Katherine Stewart is an author and journalist who specializes in issues surrounding te separation of church and state. She has a new book coming out-- The Power Worshippers: Inside the Dangerous Rise of Religious Nationalism, and a recent interview at Salon captures some of the highlights.
It's always interesting to see what happens when someone whose main beat is not education takes a look at education issues. Stewart has looked at educational issues in the past where they relate to church-state separation, and here she comes again with this statement from the interview:
We also have to recognize that the role of public money is absolutely huge. A lot of the calls for "religious freedom" that characterize much of the activism of the movement today are often seen, rightly so, as a demand that conservative Christians should be able to discriminate against LGBT Americans, nonreligious women and members of the religious minority groups. But even more than that, activists have their eye on a vast potential flow of public funds in the future. This is one of the reasons why the calls for religious freedom are just like this ever-louder drum beat that we're hearing in so many places.
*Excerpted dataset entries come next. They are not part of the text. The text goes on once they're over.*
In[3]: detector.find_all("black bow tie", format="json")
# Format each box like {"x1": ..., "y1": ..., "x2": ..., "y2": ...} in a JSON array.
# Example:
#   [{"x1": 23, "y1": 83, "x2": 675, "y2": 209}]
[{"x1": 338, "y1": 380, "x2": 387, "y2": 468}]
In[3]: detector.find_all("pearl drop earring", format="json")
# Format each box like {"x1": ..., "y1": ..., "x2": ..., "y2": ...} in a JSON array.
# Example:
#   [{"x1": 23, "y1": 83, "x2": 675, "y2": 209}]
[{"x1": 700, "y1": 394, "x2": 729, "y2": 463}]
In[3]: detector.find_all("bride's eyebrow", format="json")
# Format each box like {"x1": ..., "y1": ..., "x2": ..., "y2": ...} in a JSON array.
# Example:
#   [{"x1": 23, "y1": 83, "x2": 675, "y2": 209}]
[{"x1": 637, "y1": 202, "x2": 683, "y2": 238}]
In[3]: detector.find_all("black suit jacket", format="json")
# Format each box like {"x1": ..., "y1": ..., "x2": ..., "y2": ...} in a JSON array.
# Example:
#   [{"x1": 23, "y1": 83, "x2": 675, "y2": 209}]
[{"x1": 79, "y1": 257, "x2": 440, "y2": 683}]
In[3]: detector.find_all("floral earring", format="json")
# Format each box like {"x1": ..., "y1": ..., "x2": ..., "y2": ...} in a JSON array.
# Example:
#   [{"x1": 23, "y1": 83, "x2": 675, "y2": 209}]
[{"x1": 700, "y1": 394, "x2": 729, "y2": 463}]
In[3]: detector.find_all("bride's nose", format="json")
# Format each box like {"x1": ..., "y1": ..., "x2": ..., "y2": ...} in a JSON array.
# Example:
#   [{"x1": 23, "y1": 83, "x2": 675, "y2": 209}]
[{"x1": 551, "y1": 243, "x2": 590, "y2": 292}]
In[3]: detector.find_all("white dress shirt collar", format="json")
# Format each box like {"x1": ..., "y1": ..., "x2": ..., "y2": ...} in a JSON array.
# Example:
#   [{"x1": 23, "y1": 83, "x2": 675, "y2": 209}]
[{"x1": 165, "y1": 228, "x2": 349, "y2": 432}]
This agenda has been made really explicit in the field of public education where activists are determined to expand access to public funds in the form of vouchers. They've actually placed a key voucher case before the Supreme Court, which they hope will allow a greater funnel of funds in their direction.
The United States spends something like $700 billion a year on K-12. So Christian nationalists realize that, if they can get their hands on a small portion of that in the name of religious liberty, the money will flow without end. So when you look at the larger demands of the movement, it's not just about these culture war issues, it's about public policy, foreign policy, and it's about money.
There's also some stuff about abortion as an issue that reminds me of several things I've read about Prohibition and how that single issue united voters in a bloc that was then deployed against other issues by leaders who basically said, "Since you're with us on this signature issue, follow us on these other issues as well."
Her main thesis is that the current version of the religious right is far more interested in political power than, well, anything. You may or may not buy her arguments, but the book looks to be an interesting discussion-starter.